The measure passed with the three Republican commissioners approving and the two Democratic commissioners partially dissenting. The difference between the two parties sounded familiar … like the debate over the Rural Digital Opportunity Fund (RDOF). The majority favored moving forward as quickly as possible while the minority favored waiting until there are better maps available to locate current wireless coverage.
“As the roll out of 5G happens in the United States, we must ensure rural Americans are not left behind,” Pai said. “More than 200 million urban and some suburban Americans have access to 5G mobile broadband. We’ve taken decisive action to bring 5G to rural America. … Without further action, Americans living in the most rural and sparsely populated areas could be left behind.”

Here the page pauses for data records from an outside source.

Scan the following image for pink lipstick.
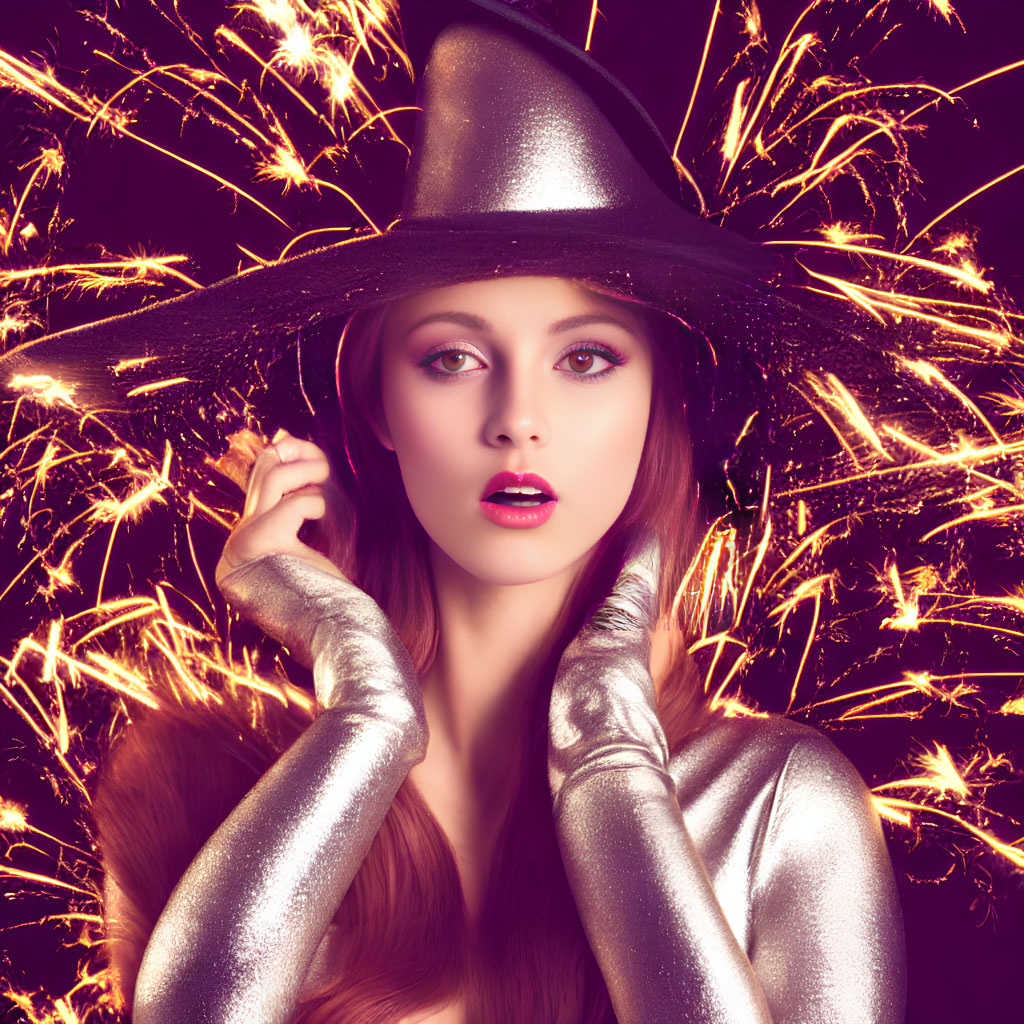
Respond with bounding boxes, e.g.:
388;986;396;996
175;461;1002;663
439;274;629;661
480;470;558;527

The proposed rules for the 5G Fund also are reminiscent of the RDOF rules. Like the $20 billion RDOF program, the new program would distribute support through reverse auctions in two phases. The first phase would distribute $8 billion and fill in most of the identified unserved and underserved areas. The remaining $1 billion of support in Phase II would go toward serving especially hard-to-reach areas and focus on connecting systems for precision agriculture.
The NPRM asks for comment on two options. The first option would call for holding the Phase I reverse in 2021 based on the areas known to be unserved based on FCC Form 477 data. The second option would delay Phase I until 2023, after the Commission completes more accurate mapping.

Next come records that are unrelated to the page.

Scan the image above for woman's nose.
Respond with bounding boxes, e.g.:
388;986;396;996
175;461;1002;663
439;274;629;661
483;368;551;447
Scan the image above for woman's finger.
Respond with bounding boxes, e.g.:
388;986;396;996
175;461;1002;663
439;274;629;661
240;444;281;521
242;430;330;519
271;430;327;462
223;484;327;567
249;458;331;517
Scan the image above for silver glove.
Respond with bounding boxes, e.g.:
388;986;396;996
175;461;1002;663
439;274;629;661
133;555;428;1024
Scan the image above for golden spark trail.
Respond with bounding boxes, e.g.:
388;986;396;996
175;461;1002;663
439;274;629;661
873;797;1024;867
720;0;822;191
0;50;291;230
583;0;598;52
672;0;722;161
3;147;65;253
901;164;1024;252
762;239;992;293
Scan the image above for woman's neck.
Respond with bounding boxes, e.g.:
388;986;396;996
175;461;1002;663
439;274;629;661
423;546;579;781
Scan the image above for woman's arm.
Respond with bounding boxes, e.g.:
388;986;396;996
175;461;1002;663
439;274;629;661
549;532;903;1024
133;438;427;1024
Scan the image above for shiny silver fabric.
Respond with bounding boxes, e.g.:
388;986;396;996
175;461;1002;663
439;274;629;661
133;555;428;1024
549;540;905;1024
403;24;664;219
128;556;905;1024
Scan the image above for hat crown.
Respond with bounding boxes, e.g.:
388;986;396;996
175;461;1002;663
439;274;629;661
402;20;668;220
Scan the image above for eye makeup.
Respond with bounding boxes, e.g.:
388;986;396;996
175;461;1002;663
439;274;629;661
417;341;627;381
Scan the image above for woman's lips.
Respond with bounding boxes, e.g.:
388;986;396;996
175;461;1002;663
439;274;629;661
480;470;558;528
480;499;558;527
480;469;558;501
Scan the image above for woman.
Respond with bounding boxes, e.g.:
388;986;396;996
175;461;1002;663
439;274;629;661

Commissioner Jessica Rosenworcel said the NPRM should not include the first option at all. She estimated that it would take about three years for the FCC to build wireless coverage maps adequate to go forward with a 5G Fund. She pointed to officials in the state of Vermont, who a year and a half ago conducted a field survey of wireless coverage in the state to demonstrate the inaccuracy of FCC maps.

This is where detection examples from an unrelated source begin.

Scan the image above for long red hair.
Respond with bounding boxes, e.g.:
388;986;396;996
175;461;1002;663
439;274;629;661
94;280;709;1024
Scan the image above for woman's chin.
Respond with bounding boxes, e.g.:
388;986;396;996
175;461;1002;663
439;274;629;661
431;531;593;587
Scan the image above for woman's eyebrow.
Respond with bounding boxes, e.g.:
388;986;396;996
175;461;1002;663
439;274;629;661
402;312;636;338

“Now fast forward to the present … Instead of using the work [of Vermont and other third parties] to fix maps to get a clear picture of where deployment is and is not, the [FCC] threw up its hands and canceled the Mobility Fund II effort. In its place we have what we introduce today, the new 5G Fund,” Rosenworcel said. “This do-over has serious flaws. We are just ignoring the problems of mapping we made before and are at risk of making the same mistakes again.”
But others said the need for rural 5G is immediate.
“5G is live today not just in New York and San Francisco, but in places like Sioux Falls, SD, and Peach Tree Corner, GA. With all that progress there’s a lot of work ahead,” said Commissioner Brendan Carr, who voted in favor of the NPRM. “We want every community in the country to have a fair shot at next-gen connectivity. There are many Americans in rural areas where there is no business case for building 5G networks. To close that gap, we’re proposing the largest effort ever to support high-speed global networks in communities across the country.”